Monday, July 17, 2017

Very Active Period Continues

News was just breaking nationally yesterday evening: a flash flood produced by storms along the Rim swept away a family late Saturday afternoon. The family was swimming at a spot along the East Verde River near Payson when the flood swept them away, apparently resulting in 10 deaths.

Finger Rock peeking above stratus fractus this morning.

Storms did affect most of the metro area late yesterday, after dark and early am. Lightning and thunder here produced only 0.16", and amounts across the ALERT network were generally light over the City. There were 16 sites with no precip or less than 0.04" - these were across the east-central metro into the Rincons. Four ALERT stations had more than an inch of rain.

The heavy-hitting action was in the Phoenix metro with many severe thunderstorms and the first (I think) signifcant rain of the summer. PHX had 0.41", along with gusts to 62 mph. Detected CG flashes for period ending at 6:00 am MST shown below (from Atmo and Vaisala).

The morning sounding from TWC (plot above) is very moist with little CAPE and weak winds. The visible satellite image below is from 8:00 am MST. A mesoscale convective vortex has really helped spin up a circulation (off to our west-northwest) in the first inverted trough that moved by yesterday. It appears that we have clearing from the east and will get some significant sunshine.

Took a quick look at the 06 UTC WRF-GFS forecasts from Atmo.
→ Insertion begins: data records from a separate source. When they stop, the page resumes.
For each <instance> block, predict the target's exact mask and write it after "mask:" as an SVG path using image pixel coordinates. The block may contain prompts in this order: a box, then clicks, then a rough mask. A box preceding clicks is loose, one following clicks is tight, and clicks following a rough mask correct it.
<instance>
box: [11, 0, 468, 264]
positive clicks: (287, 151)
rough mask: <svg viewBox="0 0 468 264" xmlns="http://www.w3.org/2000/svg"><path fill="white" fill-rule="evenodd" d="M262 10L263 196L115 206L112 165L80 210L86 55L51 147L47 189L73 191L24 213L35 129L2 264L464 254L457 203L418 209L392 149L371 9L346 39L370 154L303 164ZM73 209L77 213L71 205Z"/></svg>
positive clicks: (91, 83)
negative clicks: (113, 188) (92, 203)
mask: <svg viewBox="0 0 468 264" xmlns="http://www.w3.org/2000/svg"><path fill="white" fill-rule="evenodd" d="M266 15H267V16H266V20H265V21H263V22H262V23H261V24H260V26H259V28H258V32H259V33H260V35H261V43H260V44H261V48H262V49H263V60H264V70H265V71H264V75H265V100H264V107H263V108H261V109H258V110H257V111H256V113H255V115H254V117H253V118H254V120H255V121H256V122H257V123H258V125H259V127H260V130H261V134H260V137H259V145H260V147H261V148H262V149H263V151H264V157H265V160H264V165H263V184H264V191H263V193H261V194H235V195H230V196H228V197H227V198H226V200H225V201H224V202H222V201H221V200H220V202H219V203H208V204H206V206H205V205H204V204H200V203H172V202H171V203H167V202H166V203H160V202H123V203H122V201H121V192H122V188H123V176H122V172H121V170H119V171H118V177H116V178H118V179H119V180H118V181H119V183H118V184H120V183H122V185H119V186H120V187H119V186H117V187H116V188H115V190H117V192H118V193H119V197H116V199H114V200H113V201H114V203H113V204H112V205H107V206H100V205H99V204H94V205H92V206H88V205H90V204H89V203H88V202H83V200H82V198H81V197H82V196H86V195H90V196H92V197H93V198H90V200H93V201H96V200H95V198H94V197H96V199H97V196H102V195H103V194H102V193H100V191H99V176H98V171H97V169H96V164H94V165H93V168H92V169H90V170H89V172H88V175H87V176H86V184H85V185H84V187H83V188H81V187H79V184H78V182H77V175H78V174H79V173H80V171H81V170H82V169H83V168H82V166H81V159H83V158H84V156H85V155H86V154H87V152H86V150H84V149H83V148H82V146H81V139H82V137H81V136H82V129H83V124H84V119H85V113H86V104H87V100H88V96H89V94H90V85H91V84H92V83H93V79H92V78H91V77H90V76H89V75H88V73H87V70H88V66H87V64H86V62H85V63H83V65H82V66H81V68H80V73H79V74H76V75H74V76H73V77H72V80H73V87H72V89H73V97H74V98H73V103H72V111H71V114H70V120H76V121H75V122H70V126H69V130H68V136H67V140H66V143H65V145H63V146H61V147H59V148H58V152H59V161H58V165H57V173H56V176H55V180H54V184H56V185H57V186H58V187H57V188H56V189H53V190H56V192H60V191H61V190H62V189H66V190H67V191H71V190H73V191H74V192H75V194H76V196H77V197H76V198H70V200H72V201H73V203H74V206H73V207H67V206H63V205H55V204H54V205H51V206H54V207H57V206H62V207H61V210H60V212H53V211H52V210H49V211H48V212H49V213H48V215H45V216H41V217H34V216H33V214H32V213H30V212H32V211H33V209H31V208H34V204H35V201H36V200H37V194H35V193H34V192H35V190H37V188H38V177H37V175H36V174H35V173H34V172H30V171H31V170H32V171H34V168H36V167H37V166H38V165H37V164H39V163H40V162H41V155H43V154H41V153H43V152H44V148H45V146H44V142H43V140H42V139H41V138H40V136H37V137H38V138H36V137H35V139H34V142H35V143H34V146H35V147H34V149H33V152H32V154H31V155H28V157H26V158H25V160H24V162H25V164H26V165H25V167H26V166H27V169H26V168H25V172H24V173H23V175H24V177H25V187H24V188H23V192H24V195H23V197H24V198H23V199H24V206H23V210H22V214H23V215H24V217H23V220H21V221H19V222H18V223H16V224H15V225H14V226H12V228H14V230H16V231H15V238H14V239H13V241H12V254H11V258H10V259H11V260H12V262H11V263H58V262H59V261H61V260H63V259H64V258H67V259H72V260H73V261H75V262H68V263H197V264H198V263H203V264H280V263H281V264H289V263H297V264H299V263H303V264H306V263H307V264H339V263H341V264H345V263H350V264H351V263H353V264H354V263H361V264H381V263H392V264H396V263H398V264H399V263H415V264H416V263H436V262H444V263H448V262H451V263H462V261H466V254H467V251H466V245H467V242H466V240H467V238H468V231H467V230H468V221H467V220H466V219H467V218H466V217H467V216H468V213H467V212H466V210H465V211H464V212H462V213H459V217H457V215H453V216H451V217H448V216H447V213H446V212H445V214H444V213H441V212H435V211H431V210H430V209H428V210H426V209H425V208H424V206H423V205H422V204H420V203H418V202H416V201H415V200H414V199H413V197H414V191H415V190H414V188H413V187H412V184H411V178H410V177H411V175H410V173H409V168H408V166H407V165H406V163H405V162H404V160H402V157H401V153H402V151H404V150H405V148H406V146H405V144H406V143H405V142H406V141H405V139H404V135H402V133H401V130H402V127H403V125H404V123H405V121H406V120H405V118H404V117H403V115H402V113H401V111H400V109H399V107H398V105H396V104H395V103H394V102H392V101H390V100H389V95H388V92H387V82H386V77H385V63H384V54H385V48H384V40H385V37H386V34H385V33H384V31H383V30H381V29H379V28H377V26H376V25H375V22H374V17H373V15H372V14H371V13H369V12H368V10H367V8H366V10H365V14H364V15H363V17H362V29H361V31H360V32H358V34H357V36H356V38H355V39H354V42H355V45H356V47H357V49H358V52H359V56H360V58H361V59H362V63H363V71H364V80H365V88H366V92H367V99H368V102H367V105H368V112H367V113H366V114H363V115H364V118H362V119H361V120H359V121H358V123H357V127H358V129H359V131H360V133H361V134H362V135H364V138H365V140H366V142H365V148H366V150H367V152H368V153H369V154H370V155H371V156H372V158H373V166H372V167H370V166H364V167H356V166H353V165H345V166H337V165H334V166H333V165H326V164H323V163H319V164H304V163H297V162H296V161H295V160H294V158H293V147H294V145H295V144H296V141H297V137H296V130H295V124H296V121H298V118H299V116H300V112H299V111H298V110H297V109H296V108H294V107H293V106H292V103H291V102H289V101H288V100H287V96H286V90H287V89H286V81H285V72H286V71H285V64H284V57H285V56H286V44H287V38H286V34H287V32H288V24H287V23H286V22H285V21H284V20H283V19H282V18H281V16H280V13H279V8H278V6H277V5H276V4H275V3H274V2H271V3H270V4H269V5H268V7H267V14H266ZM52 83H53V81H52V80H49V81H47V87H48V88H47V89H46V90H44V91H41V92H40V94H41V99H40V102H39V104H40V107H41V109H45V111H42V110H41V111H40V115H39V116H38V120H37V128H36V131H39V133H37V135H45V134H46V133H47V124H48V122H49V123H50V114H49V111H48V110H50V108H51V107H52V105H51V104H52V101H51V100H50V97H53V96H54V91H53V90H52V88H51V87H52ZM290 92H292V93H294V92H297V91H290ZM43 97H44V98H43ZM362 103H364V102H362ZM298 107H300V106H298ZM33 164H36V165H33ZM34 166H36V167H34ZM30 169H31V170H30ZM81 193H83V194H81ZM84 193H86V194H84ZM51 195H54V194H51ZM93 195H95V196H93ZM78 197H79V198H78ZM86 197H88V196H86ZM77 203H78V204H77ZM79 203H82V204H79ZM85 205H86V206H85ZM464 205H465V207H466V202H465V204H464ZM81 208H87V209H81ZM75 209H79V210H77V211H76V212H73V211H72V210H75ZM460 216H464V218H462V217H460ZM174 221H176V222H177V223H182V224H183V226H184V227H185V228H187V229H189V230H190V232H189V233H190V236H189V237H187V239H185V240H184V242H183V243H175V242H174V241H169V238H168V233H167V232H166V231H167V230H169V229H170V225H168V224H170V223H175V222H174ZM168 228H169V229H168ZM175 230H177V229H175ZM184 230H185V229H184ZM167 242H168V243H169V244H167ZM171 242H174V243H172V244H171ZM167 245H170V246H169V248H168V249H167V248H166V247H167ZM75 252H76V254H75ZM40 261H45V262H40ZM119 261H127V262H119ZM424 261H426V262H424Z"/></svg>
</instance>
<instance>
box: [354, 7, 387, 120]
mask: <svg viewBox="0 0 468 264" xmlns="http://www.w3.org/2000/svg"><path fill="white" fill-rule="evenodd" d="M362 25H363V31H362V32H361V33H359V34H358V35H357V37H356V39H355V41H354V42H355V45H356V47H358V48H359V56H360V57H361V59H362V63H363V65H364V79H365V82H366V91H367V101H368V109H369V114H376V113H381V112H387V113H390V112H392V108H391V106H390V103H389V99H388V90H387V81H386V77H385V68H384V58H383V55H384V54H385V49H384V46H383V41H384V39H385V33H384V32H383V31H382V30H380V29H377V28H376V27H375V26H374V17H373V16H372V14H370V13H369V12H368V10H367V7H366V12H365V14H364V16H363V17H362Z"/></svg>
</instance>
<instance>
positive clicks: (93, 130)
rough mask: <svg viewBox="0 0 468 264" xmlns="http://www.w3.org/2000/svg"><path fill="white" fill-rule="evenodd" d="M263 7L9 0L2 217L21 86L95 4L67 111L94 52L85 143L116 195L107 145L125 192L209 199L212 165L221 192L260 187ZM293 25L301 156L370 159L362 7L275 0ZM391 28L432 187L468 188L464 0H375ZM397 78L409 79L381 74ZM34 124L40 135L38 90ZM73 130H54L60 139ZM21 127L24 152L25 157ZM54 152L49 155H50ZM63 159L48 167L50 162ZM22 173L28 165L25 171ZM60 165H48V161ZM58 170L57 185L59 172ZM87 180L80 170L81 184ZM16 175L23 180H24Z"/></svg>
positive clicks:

The model did quite well with the early morning activity and the sounding forecast for 12 UTC was quite good. By mid-afternoon the model forecasts significant storms again in eastern Pima County - composite radar forecast above is valid at 4:00 pm.

Rainfall amounts (below through midnight tonight) are quite large, with forecasts below indicating heavy rains from Santa Cruz County north to eastern Maricopa County. I noted that the forecast TWC sounding for 3:00 pm indicated that easterly steering winds had returned and that mixed-layer CAPE exceeded 2000 J/kg. Quite a forecast recovery. The model did get the 500 mb circulation this morning fairly accurately. So it may be on track again. With the thermodynamics that are in place, there would continue to be a threat for severe, wet microbursts.

Finally, the eastern Pacific continues very active - IR image below is from 14 UTC. Cat 3 Hurricane Fernanda is furthest west; looks like next system to east has already become TS Greg; and the third system near the Mexican coast is also forecast to strengthen.